L'un des obstacles qui empêchent les banques d'affaires et d'autres investisseurs de s'intéresser davantage aux institutions financières vouées aux très petites entreprises (TPE) est la pénurie de données financières sur ces dernières. Car les grandes banques sont dans l'impossibilité de bien mesurer les risques avant d'engager des fonds.
La Calvert Social Investment Foundation est l'une des institutions qui font face à cette contrainte. Il s'agit d'une organisation qui favorise les investissements à caractère social dans les projets de développement local et les programmes de petits prêts. Selon Shari Berenbach, directeur administratif de la fondation dont le siège est dans le Maryland, faute d'informations convenables, elle n'a pas les moyens de se rendre sur place et de faire les nécessaires enquêtes pour justifier un investissement dans une institution financière à l'étranger qui se consacre aux TPE.
Il ne s'agit pas de dons mais de fonds émanant d'investisseurs qui comptent recouvrer leur mise, même si le rendement est inférieur au taux du marché , affirme S. Berenbach. C'est donc dire que sa fondation doit souvent renoncer à investir dans des institutions promises à un bel avenir, tout simplement parce qu'elle ne dispose pas d'informations financières suffisantes sur leur compte.
Soucieuse de surmonter cet obstacle, la BID s'attache à établir des critères pour les résultats d'exploitation des institutions financières vouées aux TPE. Il s'agit de donner aux éventuels investisseurs les moyens de comparer les bilans de ces établissements, d'institutions comparables et d'intermédiaires financiers officiels. Ces critères aideront aussi les institutions financières vouées aux TPE à mieux utiliser les données financières nécessaires à la gestion des portefeuilles de prêts et à l'élaboration de stratégies.
Dans le cadre de ce projet, qui s'est amorcé l'an dernier, 18 institutions financières porteuses vouées aux TPE en Amérique latine et dans les Caraïbes feront l'objet d'une analyse. Les informations qui seront produites permettront d'établir des normes pour la profession et de donner une multitude d'exemples à suivre dans la région.
Le maître d'œuvre de ce projet est la firme Private Sector Initiatives Corp, un cabinet de consultation établi à Washington, qui est dirigé par Damian von Stauffenberg, ancien cadre-dirigeant de la Banque mondiale et de sa Société financière internationale.
Cette société de conseils étudie les institutions financières qui consentent des prêts aux TPE à l'aide d'une méthodologie servant à mesurer l'adéquation du capital social, la qualité des avoirs, la gestion, les résultats d'exploitation et les liquidités chez les banques d'affaires réglementées.
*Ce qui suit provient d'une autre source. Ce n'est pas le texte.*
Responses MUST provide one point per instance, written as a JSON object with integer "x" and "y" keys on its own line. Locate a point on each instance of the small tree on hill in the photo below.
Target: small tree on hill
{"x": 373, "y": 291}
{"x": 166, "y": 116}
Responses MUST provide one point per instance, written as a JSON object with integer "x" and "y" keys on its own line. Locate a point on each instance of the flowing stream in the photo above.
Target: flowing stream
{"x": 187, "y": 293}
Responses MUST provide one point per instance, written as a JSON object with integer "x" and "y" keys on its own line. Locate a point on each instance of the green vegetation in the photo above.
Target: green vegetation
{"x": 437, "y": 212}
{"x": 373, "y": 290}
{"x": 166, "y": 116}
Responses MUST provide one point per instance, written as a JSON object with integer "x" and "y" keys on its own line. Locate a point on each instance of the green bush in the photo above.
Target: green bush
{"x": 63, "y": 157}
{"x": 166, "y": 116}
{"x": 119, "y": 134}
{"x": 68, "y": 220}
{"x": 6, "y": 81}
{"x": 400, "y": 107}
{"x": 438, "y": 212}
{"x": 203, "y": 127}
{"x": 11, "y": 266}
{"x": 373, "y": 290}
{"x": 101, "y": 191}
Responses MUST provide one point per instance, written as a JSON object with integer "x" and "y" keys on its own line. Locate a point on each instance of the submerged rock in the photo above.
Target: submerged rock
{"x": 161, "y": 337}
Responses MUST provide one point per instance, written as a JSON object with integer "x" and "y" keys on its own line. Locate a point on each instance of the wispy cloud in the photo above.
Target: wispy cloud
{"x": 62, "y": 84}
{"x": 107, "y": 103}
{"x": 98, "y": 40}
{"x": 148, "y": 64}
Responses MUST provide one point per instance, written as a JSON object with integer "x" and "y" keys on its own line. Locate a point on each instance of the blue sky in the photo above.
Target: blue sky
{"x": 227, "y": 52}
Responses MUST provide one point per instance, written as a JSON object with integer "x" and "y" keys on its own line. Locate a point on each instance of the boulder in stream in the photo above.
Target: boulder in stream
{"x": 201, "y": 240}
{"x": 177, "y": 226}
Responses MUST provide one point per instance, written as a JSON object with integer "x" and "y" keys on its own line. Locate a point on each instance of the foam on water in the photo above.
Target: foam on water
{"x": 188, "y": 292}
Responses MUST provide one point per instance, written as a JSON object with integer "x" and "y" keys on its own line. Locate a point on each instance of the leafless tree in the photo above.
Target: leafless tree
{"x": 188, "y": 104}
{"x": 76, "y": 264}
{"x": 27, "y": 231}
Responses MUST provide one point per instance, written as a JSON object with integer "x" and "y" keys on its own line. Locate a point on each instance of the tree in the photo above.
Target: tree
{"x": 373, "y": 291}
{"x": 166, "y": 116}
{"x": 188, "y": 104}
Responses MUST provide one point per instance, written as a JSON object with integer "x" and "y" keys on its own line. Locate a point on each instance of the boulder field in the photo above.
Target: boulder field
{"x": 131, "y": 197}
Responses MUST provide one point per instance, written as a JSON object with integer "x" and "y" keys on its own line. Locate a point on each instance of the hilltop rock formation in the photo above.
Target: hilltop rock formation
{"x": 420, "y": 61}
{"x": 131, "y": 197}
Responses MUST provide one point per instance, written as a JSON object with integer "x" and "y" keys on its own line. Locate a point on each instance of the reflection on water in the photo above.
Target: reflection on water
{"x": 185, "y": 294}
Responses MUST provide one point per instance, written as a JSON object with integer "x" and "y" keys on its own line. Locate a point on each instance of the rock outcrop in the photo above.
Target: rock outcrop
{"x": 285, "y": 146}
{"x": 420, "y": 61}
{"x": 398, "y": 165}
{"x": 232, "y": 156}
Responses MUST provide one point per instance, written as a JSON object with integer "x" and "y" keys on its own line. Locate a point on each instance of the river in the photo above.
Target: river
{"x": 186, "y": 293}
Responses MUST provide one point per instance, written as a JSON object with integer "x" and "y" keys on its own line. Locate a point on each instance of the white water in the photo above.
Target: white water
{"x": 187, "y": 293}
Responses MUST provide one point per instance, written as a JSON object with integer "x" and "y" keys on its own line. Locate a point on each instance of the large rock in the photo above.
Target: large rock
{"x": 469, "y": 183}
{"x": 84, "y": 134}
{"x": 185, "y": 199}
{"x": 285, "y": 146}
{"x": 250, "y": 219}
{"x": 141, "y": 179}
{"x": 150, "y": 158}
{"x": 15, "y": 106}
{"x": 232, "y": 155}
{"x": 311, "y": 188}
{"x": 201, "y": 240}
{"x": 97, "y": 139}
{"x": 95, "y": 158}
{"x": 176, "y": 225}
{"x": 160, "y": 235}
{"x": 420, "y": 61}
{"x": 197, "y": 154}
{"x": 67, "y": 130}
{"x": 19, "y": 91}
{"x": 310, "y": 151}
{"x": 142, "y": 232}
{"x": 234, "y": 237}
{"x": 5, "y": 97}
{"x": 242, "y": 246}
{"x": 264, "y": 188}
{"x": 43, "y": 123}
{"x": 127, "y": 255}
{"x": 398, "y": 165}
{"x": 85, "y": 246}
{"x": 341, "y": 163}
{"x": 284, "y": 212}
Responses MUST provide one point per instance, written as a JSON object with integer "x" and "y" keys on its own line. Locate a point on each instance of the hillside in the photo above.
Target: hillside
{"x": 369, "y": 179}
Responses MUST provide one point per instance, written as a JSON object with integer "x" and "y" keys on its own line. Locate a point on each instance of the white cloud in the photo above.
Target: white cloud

Les premières études, qui ont porté sur huit institutions, montrent, comme dans le passé, que consentir des prêts aux plus démunis peut être judicieux et rentable. Toutefois, il a été constaté qu'il y avait peu d'uniformité dans les pratiques financières et administratives des institutions vouées aux TPE.
Ainsi, certaines institutions disposent d'informations actualisées, en ligne, sur leur situation financière, tandis que d'autres sont en retard dans leur comptabilité. Chez certaines, il y a arriéré dès qu'un client accuse une seule journée de retard dans ses paiements, tandis que chez d'autres, le délai de grâce peut courir sur un an. Il y a aussi de vastes écarts dans les critères servant aux provisions pour créances irrécouvrables.
Les économies d'échelle ne sont pas évidentes lorsqu'on compare les taux d'efficacité : les établissements ayant de petits portefeuilles de prêts semblent faire tout aussi bien sinon mieux que les établissements ayant de gros portefeuilles.
En revanche, toutes les institutions ayant fait l'objet de l'analyse ont affiché des taux relativement peu élevés de mobilisation de fonds. Selon D. von Stauffenberg, cela est probablement heureux, compte tenu des critères assez mous d'adéquation du capital social dans la profession bancaire.
Se tournant vers l'avenir, il envisage l'entrée en scène d'une agence de notation qui mesurerait les risques liés aux investissements dans les institutions financières vouées aux TPE.
La soif de petits emprunts deviendra presque insatiable, conclut von Stauffenberg. Ni les institutions locales ni les institutions financières internationales n'ont les ressources nécessaires pour combler les besoins. Les établissements prêteurs devront recourir aux marchés financiers, où l'information est capitale.